İl değiştirirken, yeni bir iş ortamına başlarken veya hayatın içerisinde çeşitli sınavlardan geçerken bireylerin kendisini bir miktar endişeli hissetmesi gayet doğal bir durumdur. Bu tarz bir endişe hali her ne kadar rahatsız edici olsa da aynı zamanda kişiyi yapılacak işe dair motive de edebilir. Bu tarz olaylara bağlı gelişen kaygı hissi gelip geçici özellik gösterirken kişinin yaşam kalitesini de etkilemez. Kaygı bozukluğu gelişmesi halinde ise meydana gelen endişe hissi süreklilik arz eder ve zaman içerisinde oldukça yoğun ve kişiyi tüketici bir boyuta varabilir. En sık karşılaşılan psikiyatrik durumlar arasında yer alan kaygı bozukluğu hakkında merak ettiğiniz diğer konular için yazının devamını takip edebilirsiniz.
Kaygı bozuklukları, kendiliğinden gerilemeyen hatta zaman içerisinde giderek kötüleşen kaygı hissi ile karakterize bir grup ruh sağlığı problemidir. Toplumun yaklaşık olarak ?’ini etkilediği öne sürülen bu duruma özellikle kadınlarda daha sık karşılaşılır.
Kaygı Bozukluğu Tipleri Nelerdir?
Kaygı bozukluğunun birçok tipi mevcuttur. Bu tiplerin hepsi gelişen yoğun endişe hissi ile karakterize olmakla birlikte birtakım kendilerine has özelliklere de sahiptirler.
Agorafobi
Agorafobi, genel olarak kişinin kalabalık ortamlar veya meydanlarda mantık dışı ve aşırı derecede korku hissine sahip olması durumunu tanımlar. Bu nedenle bireylerin genellikle topluluğa ve açık alanlara gitmekten kaçındıkları görülür.

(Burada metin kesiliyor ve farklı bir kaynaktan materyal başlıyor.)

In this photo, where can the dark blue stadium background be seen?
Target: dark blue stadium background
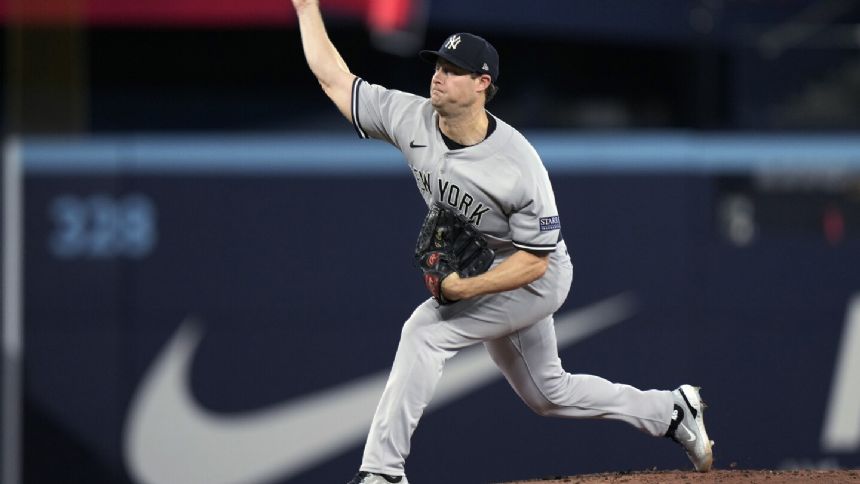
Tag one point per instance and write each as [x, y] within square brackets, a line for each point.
[303, 281]
[302, 277]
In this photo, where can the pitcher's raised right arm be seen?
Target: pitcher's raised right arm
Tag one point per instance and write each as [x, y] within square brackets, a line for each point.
[323, 58]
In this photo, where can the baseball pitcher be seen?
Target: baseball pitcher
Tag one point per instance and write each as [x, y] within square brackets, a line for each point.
[490, 252]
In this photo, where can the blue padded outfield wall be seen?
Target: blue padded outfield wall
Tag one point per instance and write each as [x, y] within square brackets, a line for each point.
[219, 310]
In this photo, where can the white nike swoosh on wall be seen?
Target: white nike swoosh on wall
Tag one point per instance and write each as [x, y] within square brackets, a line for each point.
[170, 438]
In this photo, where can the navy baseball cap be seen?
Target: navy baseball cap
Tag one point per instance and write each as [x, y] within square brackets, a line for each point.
[467, 51]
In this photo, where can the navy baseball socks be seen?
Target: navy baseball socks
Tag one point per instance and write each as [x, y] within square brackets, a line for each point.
[369, 478]
[688, 427]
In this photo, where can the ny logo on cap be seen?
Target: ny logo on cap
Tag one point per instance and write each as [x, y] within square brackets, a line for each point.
[453, 42]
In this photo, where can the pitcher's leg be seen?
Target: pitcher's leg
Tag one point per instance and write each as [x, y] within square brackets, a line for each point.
[529, 360]
[414, 374]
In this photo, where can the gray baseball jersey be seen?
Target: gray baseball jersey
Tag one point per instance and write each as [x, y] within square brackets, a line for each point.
[500, 184]
[503, 187]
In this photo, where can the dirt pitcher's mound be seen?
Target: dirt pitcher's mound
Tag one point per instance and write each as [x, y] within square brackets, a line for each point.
[716, 476]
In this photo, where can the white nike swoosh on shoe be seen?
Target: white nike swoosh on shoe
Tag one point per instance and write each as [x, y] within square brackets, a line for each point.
[690, 433]
[169, 438]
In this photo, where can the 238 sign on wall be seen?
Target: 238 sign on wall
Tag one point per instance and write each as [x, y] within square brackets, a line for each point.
[102, 226]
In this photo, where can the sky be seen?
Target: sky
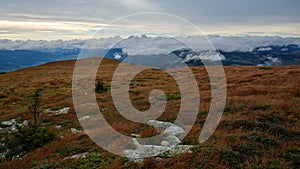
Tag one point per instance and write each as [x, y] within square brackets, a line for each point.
[81, 19]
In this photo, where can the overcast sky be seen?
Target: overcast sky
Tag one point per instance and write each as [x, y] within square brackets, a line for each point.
[79, 19]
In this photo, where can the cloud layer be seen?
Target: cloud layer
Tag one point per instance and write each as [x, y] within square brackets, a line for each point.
[156, 45]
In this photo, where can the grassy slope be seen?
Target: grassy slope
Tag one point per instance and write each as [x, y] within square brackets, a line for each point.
[259, 129]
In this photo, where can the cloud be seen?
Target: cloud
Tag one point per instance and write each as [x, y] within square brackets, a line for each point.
[157, 45]
[271, 61]
[80, 17]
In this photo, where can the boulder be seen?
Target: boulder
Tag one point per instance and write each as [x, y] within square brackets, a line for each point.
[75, 131]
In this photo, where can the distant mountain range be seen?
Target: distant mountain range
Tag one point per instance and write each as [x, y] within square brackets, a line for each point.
[155, 51]
[260, 56]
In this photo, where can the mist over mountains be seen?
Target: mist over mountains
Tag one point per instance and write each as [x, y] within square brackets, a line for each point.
[230, 50]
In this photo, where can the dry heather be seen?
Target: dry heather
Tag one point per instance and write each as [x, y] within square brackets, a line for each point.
[259, 128]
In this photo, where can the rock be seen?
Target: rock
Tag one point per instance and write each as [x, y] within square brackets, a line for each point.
[25, 123]
[7, 123]
[179, 149]
[164, 143]
[14, 128]
[62, 111]
[159, 124]
[58, 127]
[84, 117]
[169, 145]
[75, 131]
[76, 156]
[174, 130]
[172, 140]
[170, 128]
[136, 135]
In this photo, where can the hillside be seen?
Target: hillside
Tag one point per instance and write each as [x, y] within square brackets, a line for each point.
[260, 127]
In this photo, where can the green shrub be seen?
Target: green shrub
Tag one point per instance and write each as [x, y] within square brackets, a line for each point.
[26, 139]
[94, 160]
[100, 87]
[231, 158]
[293, 156]
[173, 96]
[262, 107]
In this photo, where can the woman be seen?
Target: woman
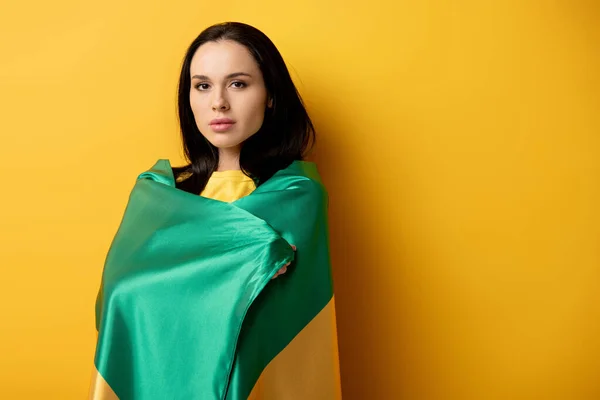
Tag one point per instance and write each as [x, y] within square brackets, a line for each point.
[187, 307]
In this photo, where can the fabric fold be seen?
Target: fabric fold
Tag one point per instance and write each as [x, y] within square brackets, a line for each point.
[186, 307]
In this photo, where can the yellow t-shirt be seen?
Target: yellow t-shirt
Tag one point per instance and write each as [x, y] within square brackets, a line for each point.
[228, 186]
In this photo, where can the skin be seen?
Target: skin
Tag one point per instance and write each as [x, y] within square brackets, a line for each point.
[226, 82]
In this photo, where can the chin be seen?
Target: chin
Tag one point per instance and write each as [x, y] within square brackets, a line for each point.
[225, 142]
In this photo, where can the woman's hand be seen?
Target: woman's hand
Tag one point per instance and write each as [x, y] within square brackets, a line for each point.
[283, 269]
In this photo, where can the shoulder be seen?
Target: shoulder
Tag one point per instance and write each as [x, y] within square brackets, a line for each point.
[301, 178]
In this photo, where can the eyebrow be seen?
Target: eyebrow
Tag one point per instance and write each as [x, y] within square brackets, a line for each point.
[234, 75]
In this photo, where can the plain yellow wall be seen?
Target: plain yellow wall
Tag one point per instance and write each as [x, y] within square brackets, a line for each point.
[460, 142]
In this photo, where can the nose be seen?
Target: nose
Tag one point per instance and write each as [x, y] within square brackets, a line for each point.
[219, 102]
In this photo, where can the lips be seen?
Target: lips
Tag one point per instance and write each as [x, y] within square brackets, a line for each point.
[221, 124]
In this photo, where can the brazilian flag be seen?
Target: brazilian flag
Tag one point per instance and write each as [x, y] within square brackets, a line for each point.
[187, 308]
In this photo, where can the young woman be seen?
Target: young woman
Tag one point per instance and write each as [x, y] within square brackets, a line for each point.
[188, 307]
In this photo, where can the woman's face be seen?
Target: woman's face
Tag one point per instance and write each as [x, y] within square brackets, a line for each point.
[227, 94]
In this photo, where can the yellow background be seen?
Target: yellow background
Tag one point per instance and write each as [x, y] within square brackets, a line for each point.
[459, 140]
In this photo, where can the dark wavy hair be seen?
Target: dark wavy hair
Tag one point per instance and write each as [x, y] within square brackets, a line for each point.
[286, 134]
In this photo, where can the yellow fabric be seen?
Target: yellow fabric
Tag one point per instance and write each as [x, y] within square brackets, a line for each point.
[308, 367]
[228, 186]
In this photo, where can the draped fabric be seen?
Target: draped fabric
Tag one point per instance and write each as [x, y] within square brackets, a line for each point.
[187, 308]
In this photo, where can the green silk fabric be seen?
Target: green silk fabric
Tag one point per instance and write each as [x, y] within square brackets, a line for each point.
[187, 308]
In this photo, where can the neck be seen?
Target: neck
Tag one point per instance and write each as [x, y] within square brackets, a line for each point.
[229, 159]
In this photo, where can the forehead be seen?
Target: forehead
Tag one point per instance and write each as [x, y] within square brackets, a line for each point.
[216, 59]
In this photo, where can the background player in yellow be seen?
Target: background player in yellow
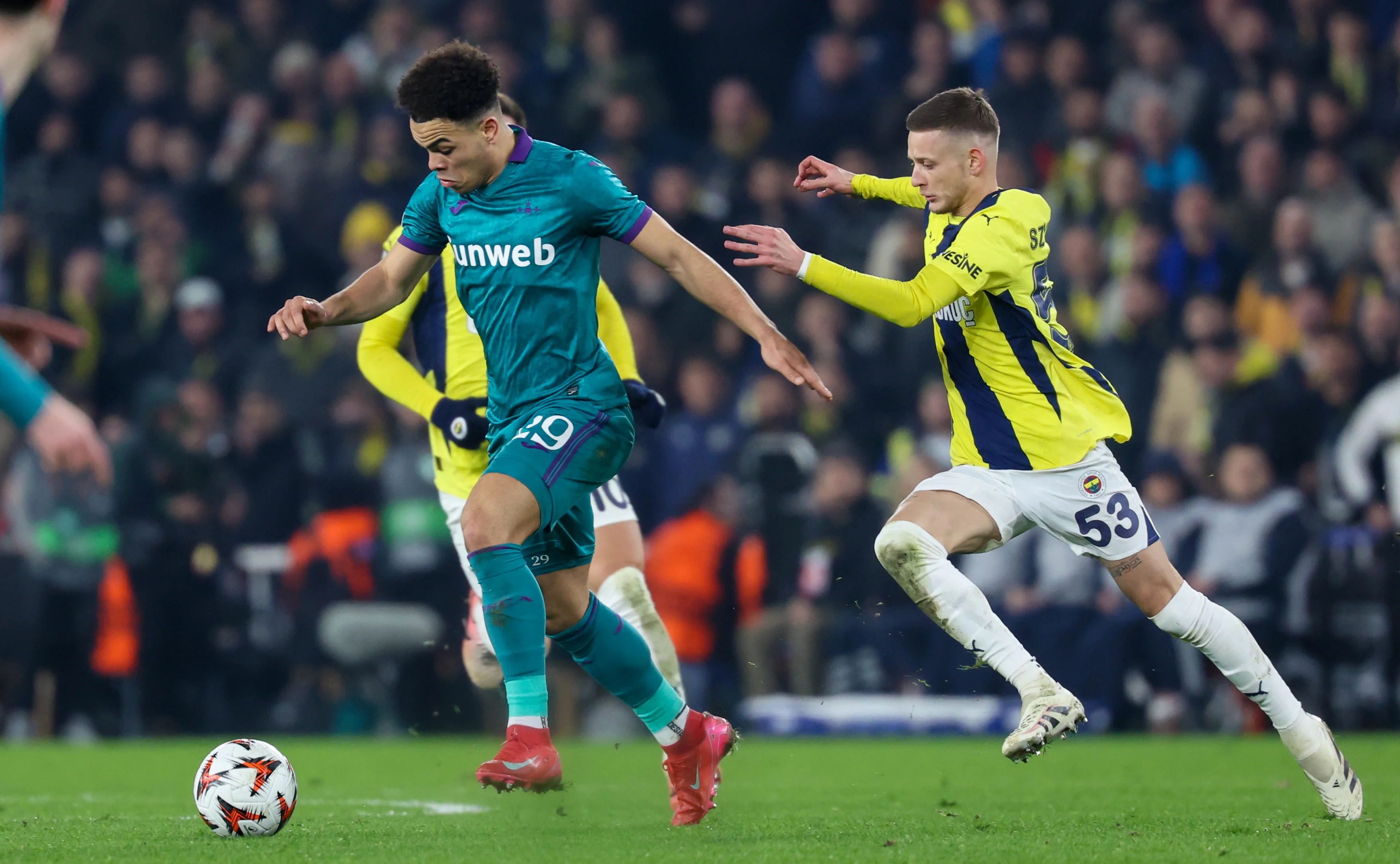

Kaçınma davranışı ile kişiler araç kullanmaktan, marketlerden alışveriş yapmaktan, uçak yolculuğundan ve hatta ileri olgularda evlerinden ayrılmaktan bile kendilerini sakınabilirler.
Kaygı Bozukluğu Tipleri Nelerdir?
Jeneralize Kaygı Bozukluğu
Jeneralize kaygı bozukluğu, çeşitli aktivite ve olaylara karşı kişide aşırı derece endişe gelişimi olmasıdır. Endişenin derecesi kontrol edilebilir düzeyin çok üzerinde olup endişe kaynağı ise sürekli olarak değişici bir özellik gösterir. Bu bireylerde dış ortamda herhangi bir spesifik kaygı kaynağı olmaması nedeniyle kişiler günlük yaşam ile ilişkili haber, ilişki ya da olası etkinlikler ile ilgili herhangi bir duruma karşı kaygı duyabilirler.
Panik Bozukluk
Panik bozukluk, bireyin habersiz şekilde gelen veya çok az bir öncül uyarı belirtisine sahip yoğun ve tekrarlayan panik atak yaşadığı bir ruh sağlığı problemidir. Panik atak sırasında kalp atışlarında hızlanma, solunumda hızlanma ve aşırı bir korku hissi gelişimi gibi hem fiziksel hem de duygusal belirtiler ortaya çıkabilir.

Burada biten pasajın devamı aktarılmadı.